# Hello From Worcester County!



## stevewatr (Dec 5, 2015)

Been a member of the website for a while, but just stumbled upon this thread for the first time. Judging from the lack of posts, I'm guessing I'm not the only one who did not know it existed. So I figure I'd post a quick note in case anyone in my neck of the woods comes along.

I have been acquiring machinery, tooling, and tools for a couple years now for my basement workshop. My intent was not to be a tool dealer, but as many tool hoarders know, at some point you sort of either become a part time tool dealer/trader, or you become bogged down with lots of multiple items you'll never use.

I'm also a part time "Youtuber" (stevewatr), inspired by the much better offerings by experienced guys like Keith Fenner, Tom Lipton, Keith Rucker, and others, I have a channel that features videos of several ongoing projects, occasional repairs, and videos of items I've bought here and there. 

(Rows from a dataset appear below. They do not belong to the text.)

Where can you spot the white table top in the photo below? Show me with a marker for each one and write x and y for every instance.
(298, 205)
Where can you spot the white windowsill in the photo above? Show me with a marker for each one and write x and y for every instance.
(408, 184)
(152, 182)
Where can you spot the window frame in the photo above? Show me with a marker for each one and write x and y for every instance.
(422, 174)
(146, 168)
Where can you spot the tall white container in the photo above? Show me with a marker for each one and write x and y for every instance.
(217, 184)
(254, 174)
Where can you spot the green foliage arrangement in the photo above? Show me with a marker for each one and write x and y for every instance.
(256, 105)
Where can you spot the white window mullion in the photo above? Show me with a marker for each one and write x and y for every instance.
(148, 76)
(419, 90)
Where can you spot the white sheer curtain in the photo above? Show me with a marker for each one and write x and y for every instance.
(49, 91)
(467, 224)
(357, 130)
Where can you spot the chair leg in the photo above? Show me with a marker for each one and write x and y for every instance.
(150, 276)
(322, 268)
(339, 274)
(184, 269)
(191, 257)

Oh, so getting back to the point I started to make about having extra tools. I live in southern Worcester county near the Connecticut state line, so if you have items you're looking for, and have extras to trade, drop me a note. Can't think of what I'm on the hunt for at the moment, but that doesn't mean I'm not looking.

Of course, there are always those items we don't really need, but still pine for, like the precision levels that we may use once (or never), and then it'll sit in a drawer for years. I have a few, and yet still wouldn't mind scoring a Starrett 199! I also have too many Kennedy top boxes, but would still like one more 11 drawer..........it's a sickness, I know. 

Well, that's enough rambling on for now.

Steve W.


----------